Glancing through a pile of old Arboretum newsletters, I came across a long article by Fred Lape, the Arboretum’s founder, in the Winter 1991 issue. The article is entitled “The Big Oak of the George Landis Arboretum.” Lape writes,
“The Big Oak must have been an outstanding forest tree when the land now the Arboretum was cleared, about 1840, for it was singled out by the first owner to be left standing in the open . . . .
“It was a flourishing tree until the year 1940. Then a natural disaster overtook it. That year there was an ice storm. It rained steadily and heavily day and night for three days, the rain freezing as it fell. By the end of the storm, every blade of dead grass in the fields was coated with solid ice to the thickness of a man’s thumb, and all the branchlets of trees were equally coated . . . .
“On the fourth morning the storm had ended and the sun came out. I walked over toward the Big Oak to see the damage. On the way up to its knoll one looks over a section of the woodlot that had always been the sap bush, with large maple trees that had furnished sap for maple syrup for a hundred years., There was not a single large maple left standing, only the stripped tops of trunks and the mass of fallen branches in the sun. The Big Oak lost all of its branches on the northeast side, about half of its crown.
“If I had had at the time either the money or the experience to repair the damage after the storm, the tree could probably have recovered completely, for it was then a vigorously growing tree. I had neither, and did nothing, So in a few years the open wounds left along the trunk by the pulled out bases of falling limbs, began to rot inward. Once water was able to reach beyond the growing layer of wood, the rotting inward and down accelerated, and had continued ever since.
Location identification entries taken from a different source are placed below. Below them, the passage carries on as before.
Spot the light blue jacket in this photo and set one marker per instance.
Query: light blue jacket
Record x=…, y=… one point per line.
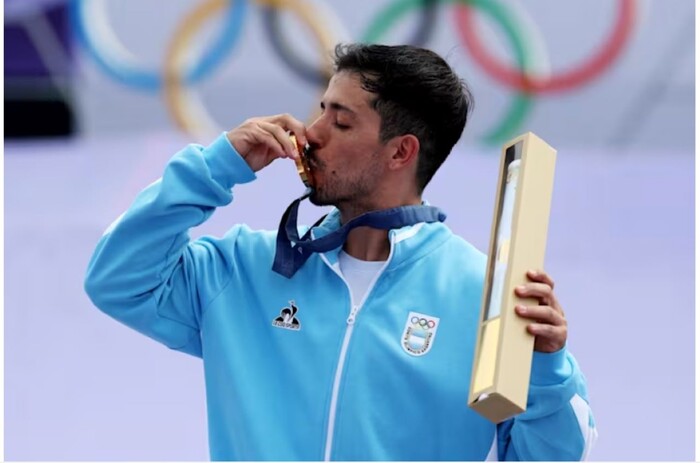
x=297, y=370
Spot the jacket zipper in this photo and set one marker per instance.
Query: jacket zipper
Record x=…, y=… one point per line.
x=352, y=317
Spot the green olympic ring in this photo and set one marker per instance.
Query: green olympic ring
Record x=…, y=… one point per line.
x=522, y=103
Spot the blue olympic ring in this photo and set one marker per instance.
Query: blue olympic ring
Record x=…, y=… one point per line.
x=152, y=80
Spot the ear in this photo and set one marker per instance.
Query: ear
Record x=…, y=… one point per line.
x=406, y=148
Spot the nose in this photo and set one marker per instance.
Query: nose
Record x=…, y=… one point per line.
x=315, y=133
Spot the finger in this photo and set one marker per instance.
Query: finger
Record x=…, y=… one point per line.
x=540, y=276
x=549, y=333
x=267, y=139
x=541, y=291
x=289, y=122
x=282, y=138
x=541, y=313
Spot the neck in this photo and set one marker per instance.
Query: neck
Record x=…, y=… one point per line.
x=366, y=243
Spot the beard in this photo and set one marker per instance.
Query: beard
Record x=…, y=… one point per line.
x=349, y=189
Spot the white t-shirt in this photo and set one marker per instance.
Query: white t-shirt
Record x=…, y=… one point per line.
x=358, y=273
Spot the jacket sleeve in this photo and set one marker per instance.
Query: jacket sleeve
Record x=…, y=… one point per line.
x=145, y=271
x=558, y=423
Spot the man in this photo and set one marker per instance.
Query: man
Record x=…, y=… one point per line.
x=308, y=358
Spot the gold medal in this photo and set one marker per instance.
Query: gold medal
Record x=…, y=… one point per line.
x=302, y=163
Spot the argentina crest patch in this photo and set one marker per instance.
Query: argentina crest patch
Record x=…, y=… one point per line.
x=419, y=333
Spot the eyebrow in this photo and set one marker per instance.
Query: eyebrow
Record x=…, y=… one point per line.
x=338, y=107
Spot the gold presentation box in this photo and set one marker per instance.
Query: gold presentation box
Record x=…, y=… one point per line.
x=503, y=354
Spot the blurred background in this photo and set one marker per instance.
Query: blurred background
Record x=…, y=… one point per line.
x=100, y=93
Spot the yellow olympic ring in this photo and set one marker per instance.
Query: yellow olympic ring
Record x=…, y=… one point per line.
x=188, y=111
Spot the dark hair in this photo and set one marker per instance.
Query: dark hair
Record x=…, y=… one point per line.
x=417, y=92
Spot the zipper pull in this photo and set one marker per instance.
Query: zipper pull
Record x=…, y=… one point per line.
x=351, y=317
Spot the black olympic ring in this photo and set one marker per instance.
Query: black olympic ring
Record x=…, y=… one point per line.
x=317, y=75
x=423, y=323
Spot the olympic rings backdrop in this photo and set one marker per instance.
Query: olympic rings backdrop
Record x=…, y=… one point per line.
x=529, y=65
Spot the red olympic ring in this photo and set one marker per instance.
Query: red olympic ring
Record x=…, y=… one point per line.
x=518, y=80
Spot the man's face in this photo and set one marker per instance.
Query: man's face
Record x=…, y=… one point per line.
x=346, y=162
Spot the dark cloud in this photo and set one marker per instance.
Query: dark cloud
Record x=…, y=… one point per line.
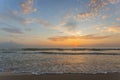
x=11, y=29
x=61, y=38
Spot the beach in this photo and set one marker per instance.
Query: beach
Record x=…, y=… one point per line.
x=78, y=76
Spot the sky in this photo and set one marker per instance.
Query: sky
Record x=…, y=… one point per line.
x=60, y=23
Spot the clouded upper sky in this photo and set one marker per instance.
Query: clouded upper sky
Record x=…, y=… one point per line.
x=60, y=23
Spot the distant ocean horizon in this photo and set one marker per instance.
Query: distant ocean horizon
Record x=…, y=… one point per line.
x=60, y=60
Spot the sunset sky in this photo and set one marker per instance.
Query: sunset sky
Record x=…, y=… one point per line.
x=60, y=23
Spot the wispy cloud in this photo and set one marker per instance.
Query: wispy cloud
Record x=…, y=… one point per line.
x=12, y=30
x=108, y=29
x=105, y=17
x=118, y=19
x=61, y=38
x=114, y=29
x=68, y=27
x=27, y=7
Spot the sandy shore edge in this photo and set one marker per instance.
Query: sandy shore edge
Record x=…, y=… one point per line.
x=79, y=76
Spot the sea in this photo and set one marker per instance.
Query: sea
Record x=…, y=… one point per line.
x=60, y=60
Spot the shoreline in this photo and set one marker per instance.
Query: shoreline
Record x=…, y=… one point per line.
x=69, y=76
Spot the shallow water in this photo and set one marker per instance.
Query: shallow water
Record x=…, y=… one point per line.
x=60, y=61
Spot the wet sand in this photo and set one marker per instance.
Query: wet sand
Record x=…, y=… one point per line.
x=12, y=76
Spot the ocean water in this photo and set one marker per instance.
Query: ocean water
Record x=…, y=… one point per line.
x=60, y=60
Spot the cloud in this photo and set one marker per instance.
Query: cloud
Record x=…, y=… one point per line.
x=104, y=17
x=83, y=16
x=114, y=29
x=98, y=5
x=12, y=30
x=109, y=29
x=27, y=7
x=61, y=38
x=114, y=1
x=42, y=22
x=118, y=19
x=68, y=27
x=10, y=44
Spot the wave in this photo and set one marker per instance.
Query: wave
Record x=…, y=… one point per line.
x=65, y=53
x=72, y=49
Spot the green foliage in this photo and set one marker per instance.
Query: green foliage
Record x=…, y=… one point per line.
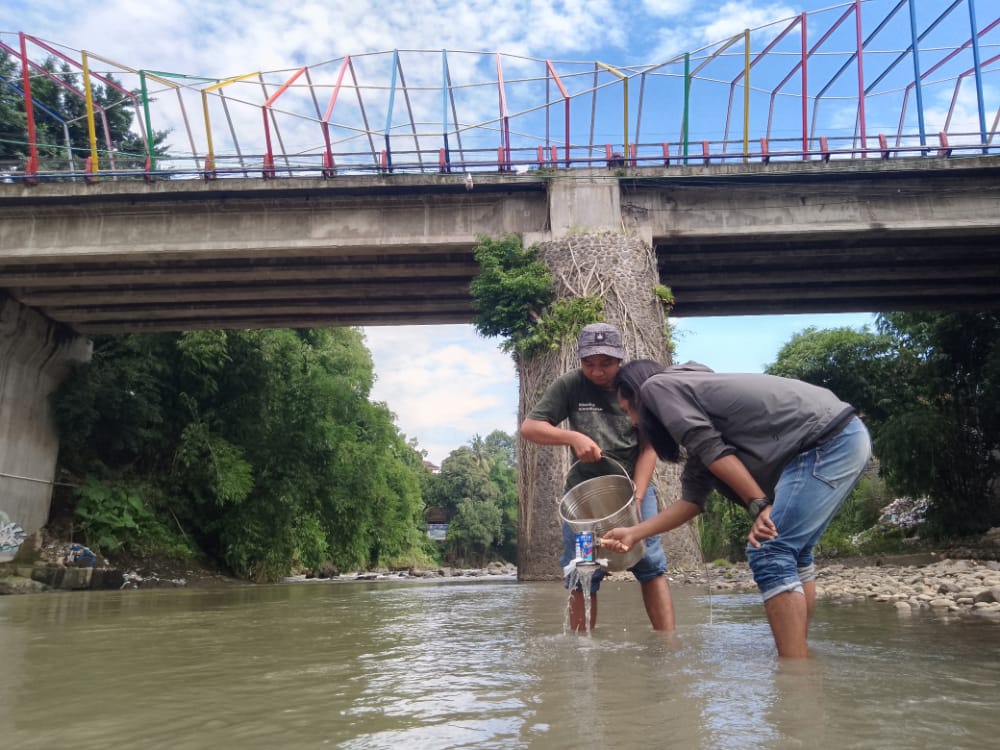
x=856, y=365
x=57, y=107
x=562, y=322
x=941, y=437
x=515, y=300
x=264, y=442
x=512, y=290
x=113, y=517
x=666, y=297
x=928, y=385
x=477, y=486
x=859, y=512
x=723, y=529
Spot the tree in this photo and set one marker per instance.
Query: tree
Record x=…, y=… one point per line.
x=942, y=433
x=477, y=486
x=62, y=106
x=854, y=364
x=261, y=445
x=927, y=385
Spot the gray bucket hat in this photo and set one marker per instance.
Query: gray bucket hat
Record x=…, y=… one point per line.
x=600, y=338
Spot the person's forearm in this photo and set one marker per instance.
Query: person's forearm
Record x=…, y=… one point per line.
x=674, y=515
x=732, y=472
x=645, y=465
x=543, y=433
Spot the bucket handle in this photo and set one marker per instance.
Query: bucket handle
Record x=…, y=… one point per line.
x=607, y=458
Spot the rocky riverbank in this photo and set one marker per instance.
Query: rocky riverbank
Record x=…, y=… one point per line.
x=908, y=583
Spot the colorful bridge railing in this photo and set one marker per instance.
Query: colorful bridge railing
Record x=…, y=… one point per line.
x=862, y=79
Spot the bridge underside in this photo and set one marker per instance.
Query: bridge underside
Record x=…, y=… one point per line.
x=857, y=272
x=397, y=250
x=320, y=290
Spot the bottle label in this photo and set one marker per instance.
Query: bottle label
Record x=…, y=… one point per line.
x=585, y=546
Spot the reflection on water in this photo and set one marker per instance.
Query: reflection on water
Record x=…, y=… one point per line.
x=477, y=665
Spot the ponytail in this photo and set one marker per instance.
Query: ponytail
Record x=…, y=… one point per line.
x=629, y=382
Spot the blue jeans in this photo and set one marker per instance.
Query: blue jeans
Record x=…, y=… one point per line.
x=652, y=564
x=810, y=491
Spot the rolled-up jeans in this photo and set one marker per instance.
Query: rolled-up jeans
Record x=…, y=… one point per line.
x=809, y=493
x=652, y=564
Raccoons began to nest inside the hollow trunk.”
“In the meantime, the tree has continued to grow vigorously, but during the last four years large lower branches have broken off without even a high wind or a heavy snow to cause the break, merely the weight of the branches overpowering the shallow moorings which they have in the trunk.”
I can feel the sorrow he experienced while writing these words. Certainly the frustration at his inability to repair the Big Oak motivated him to learn how to mend damage done to other trees. He ends the article wistfully:
“Even as it stands, the tree may live another hundred years, for the White Oak is a vigorous species, but the climax of its life definitely came at the end of three days of freezing rain in the winter of 1940, and from then on its way has been downward.”
Unfortunately, more extensive damaged occurred in August 2011 from Hurricane Irene, with the loss of about half of the remaining crown of the tree we now call the Great Oak. Yet what remains stands tall, a lesson on how to withstand adversity and an inspiration to us all.